One of the most famous singing groups of all time, The Fisk Jubilee Singers introduced the world to the African-American spiritual. They have continued to be a success for over a century. Their name originated, from the biblical reference to the time of jubilee.
It was in Cincinnati in 1871 when The Fisk Jubilee Singers made their first appearance. The group was formed to raise funds for their financially strapped Fisk University, an educational institution for blacks in Nashville, TN. The university, began in 1866, educated freed slaves and other young African Americans and was in dire financial straits. Fisk University began as a free school providing elementary through college education for freed slaves. Fisk taught them how to count, write and read.
This unknown, rag-tag band of singers battled insurmountable odds to save their school from bankruptcy. The group's manager, George White, was an untrained musician himself, but was a fine dedicated vocalist. The singers ranged in age from fifteen to twenty-five and were mostly all former slaves or their offspring.
Rise To Fame
However, their rise to fame wasn’t without cost. Lack of funds, poor hotel accommodations, and mistreatment from the press and audiences were constant impediments which often left them exhausted and discouraged. The singers were often billed as “colored students from Fisk University, Nashville, TN”, a handle that didn’t lend itself well to their aspirations. Thus, they became the “Jubilee Singers”.
At first audiences didn’t respond favorably to their performances. It was one of the first public performances featuring music African Americans had sung laboring in fields.The act failed mainly because their show was different from the usual "black minstrel" theme with white musicians in blackface to which they were accustomed. But as their tour continued, the group began receiving recognition for their unique talents.
They Pressed On
So, pressing on, it was November 16, 1871, when a group of unknown black singers arrived at Oberlin College, Ohio to perform for a national convention of ministers. The concert in Oberlin was a mile stone in their quest to raise funds for their monetarily drained University.
Despite the Emancipation Proclamation, the south was still a dangerous place for African Americans. Fisk students who dared to teach were beaten and whipped by the Ku Klux Klan. One was even shot and another had their school burned down.
Ella Sheppard, an original Jubilee Singer said, “our strength was failing under the ill treatment at hotels, on railroads, poorly attended concerts, and ridicule”. Sometimes the group didn’t have place to sleep or anything to eat. There were also times the singers would have to wait in a railway while the male members sought shelter.
They endured merciless discrimination on the road and from the media. The "New York World" called them "trained monkeys" who sang "with a wild darky air". So life on the road for the singers was anything but easy. They endured poor living conditions and sickness. Their clothes became tattered rags. But after their success in Oberlin, news of how good they were started to mushroom. Every church wanted to book the Jubilee Singers from then on.

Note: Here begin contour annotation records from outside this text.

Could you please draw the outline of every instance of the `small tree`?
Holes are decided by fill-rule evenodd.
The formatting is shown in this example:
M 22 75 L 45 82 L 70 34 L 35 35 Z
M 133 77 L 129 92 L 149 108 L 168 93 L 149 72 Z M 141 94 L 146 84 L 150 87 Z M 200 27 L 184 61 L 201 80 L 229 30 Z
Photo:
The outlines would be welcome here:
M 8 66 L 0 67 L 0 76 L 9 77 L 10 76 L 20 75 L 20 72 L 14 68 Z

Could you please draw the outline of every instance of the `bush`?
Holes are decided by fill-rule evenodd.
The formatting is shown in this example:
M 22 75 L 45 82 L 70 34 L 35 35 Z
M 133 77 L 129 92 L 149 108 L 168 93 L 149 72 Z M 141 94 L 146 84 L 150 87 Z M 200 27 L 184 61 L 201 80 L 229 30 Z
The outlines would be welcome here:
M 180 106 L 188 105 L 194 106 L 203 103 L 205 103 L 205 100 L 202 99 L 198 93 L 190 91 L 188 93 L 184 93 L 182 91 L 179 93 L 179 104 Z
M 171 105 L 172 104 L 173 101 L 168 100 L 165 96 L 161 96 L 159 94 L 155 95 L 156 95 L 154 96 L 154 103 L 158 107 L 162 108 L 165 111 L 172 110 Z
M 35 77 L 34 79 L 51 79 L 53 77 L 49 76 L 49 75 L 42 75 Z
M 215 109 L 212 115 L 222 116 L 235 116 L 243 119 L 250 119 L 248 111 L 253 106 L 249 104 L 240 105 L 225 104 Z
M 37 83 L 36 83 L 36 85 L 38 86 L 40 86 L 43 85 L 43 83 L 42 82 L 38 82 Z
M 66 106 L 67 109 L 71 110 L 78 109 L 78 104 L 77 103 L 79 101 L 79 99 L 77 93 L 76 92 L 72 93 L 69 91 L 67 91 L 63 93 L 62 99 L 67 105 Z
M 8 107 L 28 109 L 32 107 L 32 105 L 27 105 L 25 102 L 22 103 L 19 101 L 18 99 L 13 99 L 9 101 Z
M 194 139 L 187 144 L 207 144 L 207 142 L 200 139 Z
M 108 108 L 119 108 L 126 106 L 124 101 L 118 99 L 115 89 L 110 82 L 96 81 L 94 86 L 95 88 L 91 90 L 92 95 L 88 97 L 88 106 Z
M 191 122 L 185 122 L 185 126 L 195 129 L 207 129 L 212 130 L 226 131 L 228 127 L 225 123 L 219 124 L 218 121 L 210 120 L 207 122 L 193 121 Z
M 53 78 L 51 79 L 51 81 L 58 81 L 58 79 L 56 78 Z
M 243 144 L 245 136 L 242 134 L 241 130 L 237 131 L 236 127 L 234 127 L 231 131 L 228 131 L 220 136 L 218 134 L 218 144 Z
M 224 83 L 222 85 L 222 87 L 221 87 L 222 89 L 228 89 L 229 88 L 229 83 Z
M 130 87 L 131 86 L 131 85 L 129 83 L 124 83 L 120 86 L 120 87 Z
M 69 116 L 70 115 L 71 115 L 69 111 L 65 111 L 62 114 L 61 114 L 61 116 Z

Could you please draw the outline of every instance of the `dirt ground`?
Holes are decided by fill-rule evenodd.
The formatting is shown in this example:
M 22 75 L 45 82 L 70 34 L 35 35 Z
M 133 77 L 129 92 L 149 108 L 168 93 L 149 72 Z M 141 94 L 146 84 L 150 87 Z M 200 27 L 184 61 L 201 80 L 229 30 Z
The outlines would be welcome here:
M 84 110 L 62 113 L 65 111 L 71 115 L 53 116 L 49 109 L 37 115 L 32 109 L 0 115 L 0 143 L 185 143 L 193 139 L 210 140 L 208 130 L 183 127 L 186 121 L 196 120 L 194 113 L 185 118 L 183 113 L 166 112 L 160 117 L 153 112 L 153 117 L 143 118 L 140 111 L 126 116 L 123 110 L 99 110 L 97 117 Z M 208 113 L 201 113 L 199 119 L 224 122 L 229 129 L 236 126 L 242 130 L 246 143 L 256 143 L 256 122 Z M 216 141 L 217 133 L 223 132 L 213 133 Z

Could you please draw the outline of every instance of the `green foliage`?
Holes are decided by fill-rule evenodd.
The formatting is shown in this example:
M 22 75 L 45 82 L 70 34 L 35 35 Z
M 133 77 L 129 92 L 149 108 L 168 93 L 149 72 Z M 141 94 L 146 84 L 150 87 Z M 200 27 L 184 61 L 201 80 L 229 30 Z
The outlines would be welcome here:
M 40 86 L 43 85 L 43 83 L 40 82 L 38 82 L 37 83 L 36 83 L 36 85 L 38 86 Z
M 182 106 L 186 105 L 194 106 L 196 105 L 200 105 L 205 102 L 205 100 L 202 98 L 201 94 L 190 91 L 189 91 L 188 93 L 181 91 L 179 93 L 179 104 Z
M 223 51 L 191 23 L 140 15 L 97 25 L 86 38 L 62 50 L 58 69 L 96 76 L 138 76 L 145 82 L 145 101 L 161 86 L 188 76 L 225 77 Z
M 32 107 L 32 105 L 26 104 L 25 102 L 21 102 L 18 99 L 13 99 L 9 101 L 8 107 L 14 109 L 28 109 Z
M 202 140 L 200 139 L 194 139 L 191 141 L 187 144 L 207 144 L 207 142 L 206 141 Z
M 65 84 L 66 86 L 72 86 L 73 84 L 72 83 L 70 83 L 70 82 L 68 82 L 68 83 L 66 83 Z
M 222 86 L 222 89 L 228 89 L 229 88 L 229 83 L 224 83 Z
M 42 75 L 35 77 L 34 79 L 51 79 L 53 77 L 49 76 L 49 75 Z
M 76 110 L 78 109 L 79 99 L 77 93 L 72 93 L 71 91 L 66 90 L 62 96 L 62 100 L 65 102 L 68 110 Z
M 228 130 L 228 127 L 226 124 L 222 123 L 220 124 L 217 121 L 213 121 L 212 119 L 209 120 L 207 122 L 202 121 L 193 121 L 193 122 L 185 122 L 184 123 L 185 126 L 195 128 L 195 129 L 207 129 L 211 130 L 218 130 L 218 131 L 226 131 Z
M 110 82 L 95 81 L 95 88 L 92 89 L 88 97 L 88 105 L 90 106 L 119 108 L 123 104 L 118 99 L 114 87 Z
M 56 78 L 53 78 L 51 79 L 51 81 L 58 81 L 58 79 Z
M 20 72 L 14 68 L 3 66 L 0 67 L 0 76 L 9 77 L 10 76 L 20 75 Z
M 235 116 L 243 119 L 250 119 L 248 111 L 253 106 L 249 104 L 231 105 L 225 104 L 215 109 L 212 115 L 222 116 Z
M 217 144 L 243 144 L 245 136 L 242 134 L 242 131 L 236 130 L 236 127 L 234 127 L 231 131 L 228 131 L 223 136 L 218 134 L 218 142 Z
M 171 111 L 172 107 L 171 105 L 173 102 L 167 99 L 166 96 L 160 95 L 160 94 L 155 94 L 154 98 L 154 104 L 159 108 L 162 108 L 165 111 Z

However their performances were not limited to churches. They sang for Mark Twain, President Grant and other notables including the crowned heads of Europe. Mark Twain was quoted as saying "I don't know when anything has so moved me as the plaintive melodies of The Jubilee Singers." Queen Victoria wrote in her journal. "They are real Negroes. They come from America and have been slaves. They sing extremely well together."
Audiences Clamored For More
Their powerful renditions of spirituals and slave songs inspired audiences, which always clamored for more.Following several tours in United States and Europe, the Jubilee Singers finally raised enough money to buy Fisk's present campus, the old Union Fort Gillem in Nashville, and constructed “Jubilee Hall”. It became the first permanent building in America for educating blacks and is now a national historic landmark.
In 1999, the modern day Fisk Jubilee Singers appeared in Jubilee Singers: Sacrifice and Glory, a PBS award-winning television documentary series, produced by WGBH/Boston. "Jubilee Singers: Sacrifice and Glory," tells the epic saga of former slaves who endeared themselves to hearts around the world with songs sung by slaves toiling under a hot southern sun.
The documentary portrays many unique themes of the era including race relations, particularly in the American south, popular culture, education and music.
The original Jubilee Singers disbanded in 1878 after an exhausting tour led to health problems among the members.What they did extended far beyond the boundaries of their University. They introduced the world to spirituals and highlighted racial discrimination on two continents.
“The Jubilees not only introduced the world to the music of black America, they championed the liberties of all Americans," said the documentary co-writer, Andrew Ward.